While escaping the room, the Duke received a sabre wound to the thigh, but still managed to call out to his page, Neal, who was sleeping next door. When the Duke and Neal (now armed with a poker) returned to his chambers, they found them empty with the sabre abandoned on the floor. The door to another room that had been locked when the Duke had gone to bed that night was now left unlocked, and his valet, John Sellis, was nowhere to be found.
Securing the premises, the Dukes men found Sellis’ bedroom door locked from the inside. Gaining access through another, they found Sellis in his bed - his neck slit open with a razor blade in an apparent suicide.
The Duke himself said that it was unlikely that his attempted murder was perpetrated by Sellis, but it didn’t take long for the rumour mill to take hold and fill in the gaps of the story. Some theorised that the Duke had made moves on Sellis’ wife, while others noted that the anti-Catholic Duke often ridiculed Sellis - a Roman Catholic - for his beliefs. Some believed that Sellis had grown jealous of the Duke’s preferential treatment towards Neal, while others thought that it was the Duke who had attempted to murder Sellis because he had been blackmailing him over a rumoured homosexual love affair with Neal.
3. Elizabeth I. Ruthless ruler, jealous lover?
Despite being known as the ‘Virgin Queen’, salacious rumour and scandal from the Tudor court imply that Queen Elizabeth I had a long string of lovers throughout her life. Perhaps one of the most scandalous of these lovers was Robert Dudley.

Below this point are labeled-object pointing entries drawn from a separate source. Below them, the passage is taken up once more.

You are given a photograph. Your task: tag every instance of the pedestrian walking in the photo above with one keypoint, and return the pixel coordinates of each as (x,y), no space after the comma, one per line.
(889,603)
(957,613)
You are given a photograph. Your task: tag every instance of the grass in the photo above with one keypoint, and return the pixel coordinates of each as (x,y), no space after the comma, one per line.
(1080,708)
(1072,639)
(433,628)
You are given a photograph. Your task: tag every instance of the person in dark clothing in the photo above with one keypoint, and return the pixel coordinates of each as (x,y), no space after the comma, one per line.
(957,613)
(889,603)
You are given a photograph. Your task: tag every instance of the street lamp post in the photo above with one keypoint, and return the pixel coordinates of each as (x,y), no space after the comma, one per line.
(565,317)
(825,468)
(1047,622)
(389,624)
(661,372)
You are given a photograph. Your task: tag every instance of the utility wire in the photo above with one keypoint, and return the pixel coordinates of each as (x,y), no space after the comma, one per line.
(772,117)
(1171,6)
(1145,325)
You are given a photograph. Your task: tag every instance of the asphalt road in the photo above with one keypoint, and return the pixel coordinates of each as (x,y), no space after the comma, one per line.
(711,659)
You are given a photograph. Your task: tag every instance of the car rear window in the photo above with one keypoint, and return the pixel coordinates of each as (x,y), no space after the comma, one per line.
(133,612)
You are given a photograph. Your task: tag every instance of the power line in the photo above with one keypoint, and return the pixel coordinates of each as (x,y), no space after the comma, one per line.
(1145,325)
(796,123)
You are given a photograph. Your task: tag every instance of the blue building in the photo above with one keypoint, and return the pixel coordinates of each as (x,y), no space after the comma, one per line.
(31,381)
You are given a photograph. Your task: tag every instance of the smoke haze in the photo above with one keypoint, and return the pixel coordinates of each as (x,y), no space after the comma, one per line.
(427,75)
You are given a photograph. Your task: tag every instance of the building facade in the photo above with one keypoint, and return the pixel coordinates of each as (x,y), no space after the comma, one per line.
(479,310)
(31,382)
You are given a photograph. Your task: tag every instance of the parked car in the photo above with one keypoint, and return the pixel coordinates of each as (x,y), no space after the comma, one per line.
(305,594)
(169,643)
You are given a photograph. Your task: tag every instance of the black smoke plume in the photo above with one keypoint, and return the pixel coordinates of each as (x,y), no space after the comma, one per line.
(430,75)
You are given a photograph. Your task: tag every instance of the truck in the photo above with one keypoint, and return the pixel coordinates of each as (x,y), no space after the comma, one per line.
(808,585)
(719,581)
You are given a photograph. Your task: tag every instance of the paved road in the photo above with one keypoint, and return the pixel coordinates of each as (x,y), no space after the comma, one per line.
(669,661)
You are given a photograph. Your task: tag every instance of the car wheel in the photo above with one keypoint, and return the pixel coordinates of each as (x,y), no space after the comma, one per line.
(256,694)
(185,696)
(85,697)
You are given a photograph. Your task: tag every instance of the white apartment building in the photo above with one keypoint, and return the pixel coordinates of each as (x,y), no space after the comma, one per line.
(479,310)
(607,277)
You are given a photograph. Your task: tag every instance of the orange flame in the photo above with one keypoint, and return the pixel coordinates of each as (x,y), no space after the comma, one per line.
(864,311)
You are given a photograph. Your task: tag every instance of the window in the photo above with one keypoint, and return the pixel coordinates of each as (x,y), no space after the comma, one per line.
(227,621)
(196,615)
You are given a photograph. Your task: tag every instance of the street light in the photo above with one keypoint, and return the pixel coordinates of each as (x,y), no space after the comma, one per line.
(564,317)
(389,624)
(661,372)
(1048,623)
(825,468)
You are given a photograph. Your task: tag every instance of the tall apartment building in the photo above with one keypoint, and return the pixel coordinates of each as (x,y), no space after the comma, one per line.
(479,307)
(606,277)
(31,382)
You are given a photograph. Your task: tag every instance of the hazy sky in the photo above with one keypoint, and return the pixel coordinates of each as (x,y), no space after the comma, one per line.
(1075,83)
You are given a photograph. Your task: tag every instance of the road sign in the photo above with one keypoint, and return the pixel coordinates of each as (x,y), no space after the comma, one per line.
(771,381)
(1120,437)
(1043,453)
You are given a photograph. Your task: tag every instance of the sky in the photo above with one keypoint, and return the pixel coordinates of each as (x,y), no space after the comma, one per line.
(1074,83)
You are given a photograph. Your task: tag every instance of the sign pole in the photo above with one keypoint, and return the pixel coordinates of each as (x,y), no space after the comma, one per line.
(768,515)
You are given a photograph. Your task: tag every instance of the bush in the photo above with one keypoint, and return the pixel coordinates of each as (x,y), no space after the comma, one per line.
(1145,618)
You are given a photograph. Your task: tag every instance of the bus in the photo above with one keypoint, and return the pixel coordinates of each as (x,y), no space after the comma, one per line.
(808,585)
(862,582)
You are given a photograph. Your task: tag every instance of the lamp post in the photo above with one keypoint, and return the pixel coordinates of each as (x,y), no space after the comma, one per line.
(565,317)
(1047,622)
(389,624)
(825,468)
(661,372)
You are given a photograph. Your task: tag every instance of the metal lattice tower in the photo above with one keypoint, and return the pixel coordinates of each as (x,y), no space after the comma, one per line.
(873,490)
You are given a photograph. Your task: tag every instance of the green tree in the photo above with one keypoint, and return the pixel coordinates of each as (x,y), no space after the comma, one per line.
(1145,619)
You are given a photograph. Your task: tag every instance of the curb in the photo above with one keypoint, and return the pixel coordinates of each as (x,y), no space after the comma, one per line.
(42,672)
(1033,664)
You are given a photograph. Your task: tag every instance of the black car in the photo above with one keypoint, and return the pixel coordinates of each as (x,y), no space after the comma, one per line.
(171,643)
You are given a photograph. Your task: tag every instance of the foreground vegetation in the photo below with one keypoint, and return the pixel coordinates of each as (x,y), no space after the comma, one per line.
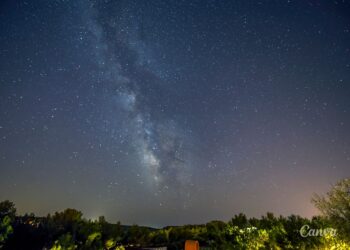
(69,230)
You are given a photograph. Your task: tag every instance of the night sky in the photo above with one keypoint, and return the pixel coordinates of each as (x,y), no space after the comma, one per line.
(173,112)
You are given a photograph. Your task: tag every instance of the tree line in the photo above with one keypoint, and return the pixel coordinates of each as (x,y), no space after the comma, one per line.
(69,230)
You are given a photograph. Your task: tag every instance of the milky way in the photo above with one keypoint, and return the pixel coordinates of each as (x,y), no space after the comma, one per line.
(172,112)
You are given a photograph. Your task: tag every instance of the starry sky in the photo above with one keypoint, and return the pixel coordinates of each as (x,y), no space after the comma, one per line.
(172,112)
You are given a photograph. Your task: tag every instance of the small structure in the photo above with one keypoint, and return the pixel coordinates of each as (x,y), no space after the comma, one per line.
(191,245)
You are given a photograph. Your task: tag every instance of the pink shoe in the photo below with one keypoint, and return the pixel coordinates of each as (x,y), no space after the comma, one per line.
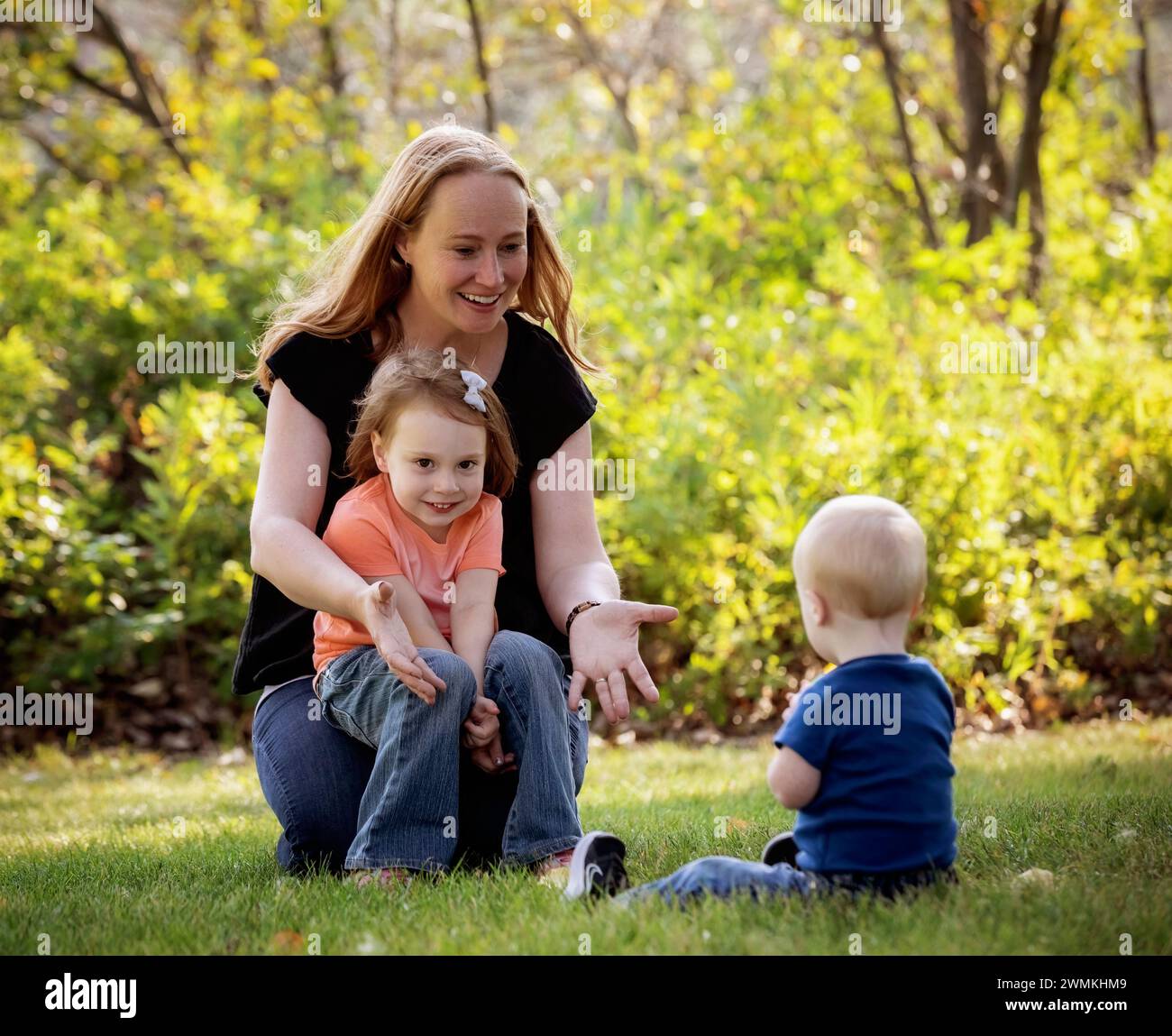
(386,876)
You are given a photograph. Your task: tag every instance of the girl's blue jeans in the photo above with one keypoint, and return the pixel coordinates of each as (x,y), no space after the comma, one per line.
(390,785)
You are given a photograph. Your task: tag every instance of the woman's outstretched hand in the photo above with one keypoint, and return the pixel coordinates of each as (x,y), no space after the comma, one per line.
(378,612)
(604,641)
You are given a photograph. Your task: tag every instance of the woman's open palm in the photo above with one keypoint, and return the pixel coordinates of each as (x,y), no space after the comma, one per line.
(391,640)
(604,641)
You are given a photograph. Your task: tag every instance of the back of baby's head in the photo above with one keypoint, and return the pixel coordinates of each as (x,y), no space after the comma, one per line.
(866,555)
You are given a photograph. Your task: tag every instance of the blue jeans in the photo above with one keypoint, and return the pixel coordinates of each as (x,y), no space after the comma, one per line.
(362,801)
(725,876)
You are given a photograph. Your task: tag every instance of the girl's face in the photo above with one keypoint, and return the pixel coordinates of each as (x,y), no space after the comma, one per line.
(435,464)
(469,254)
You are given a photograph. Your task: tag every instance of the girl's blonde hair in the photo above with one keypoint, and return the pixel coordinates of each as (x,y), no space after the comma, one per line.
(362,277)
(420,376)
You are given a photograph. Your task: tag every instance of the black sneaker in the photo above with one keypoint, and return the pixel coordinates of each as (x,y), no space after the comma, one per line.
(597,868)
(782,848)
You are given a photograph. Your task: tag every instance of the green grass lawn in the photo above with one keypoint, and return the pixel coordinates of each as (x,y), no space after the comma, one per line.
(130,853)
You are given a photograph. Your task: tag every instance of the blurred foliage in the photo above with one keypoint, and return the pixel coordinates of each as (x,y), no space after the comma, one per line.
(731,188)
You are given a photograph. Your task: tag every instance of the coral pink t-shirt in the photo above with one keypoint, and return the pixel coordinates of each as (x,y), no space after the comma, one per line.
(371,534)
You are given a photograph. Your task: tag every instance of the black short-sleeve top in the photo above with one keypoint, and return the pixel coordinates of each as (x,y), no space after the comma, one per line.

The relationship between the queen and her favourite came under scrutiny when Dudley’s wife, Amy, died suddenly in 1560. Found at the bottom of a staircase with a broken neck, rumours swirled as to whether Amy’s death was a tragic accident, suicide, or the result of a murder.
What made the mystery more interesting was that all the staff in the Dudley household were out for the day at the local fair, meaning that no one in the home would witness the cause of her fall, or provide first aid.
Suspicions turned towards Elizabeth as the mastermind behind the ‘accident’ as she had grown weary of having to share Dudley. Rumours vary from Elizabeth hiring assassins to push Amy Dudley down the stairs, to having her poisoned in the weeks leading up to her death. The truth, however, is lost to time.
4. King William II and the errant arrow
Son of William the Conqueror, William II reigned for 13 years before his unexpected death in 1100. While hunting in the New Forest, William was apparently shot through with an arrow by one of his men.
Circumstances around the event are unclear, however, rather than attempt to save the king from his wounds or get him medical care, his men instead all took off, leaving him to die alone in the forest. His body was later found by an arrow maker.
With little reported about the accident, it’s unclear what happened, but most accounts believe that the suspicious death was less accidental, and most likely an assassination. Known for his considerably unchristian vices, his unpredictable temperament, and his rumoured homosexuality, it is not wholly unlikely that William was murdered as part of a larger plot to place his younger brother, Henry, on the throne - a feat that was achieved within days of William’s death.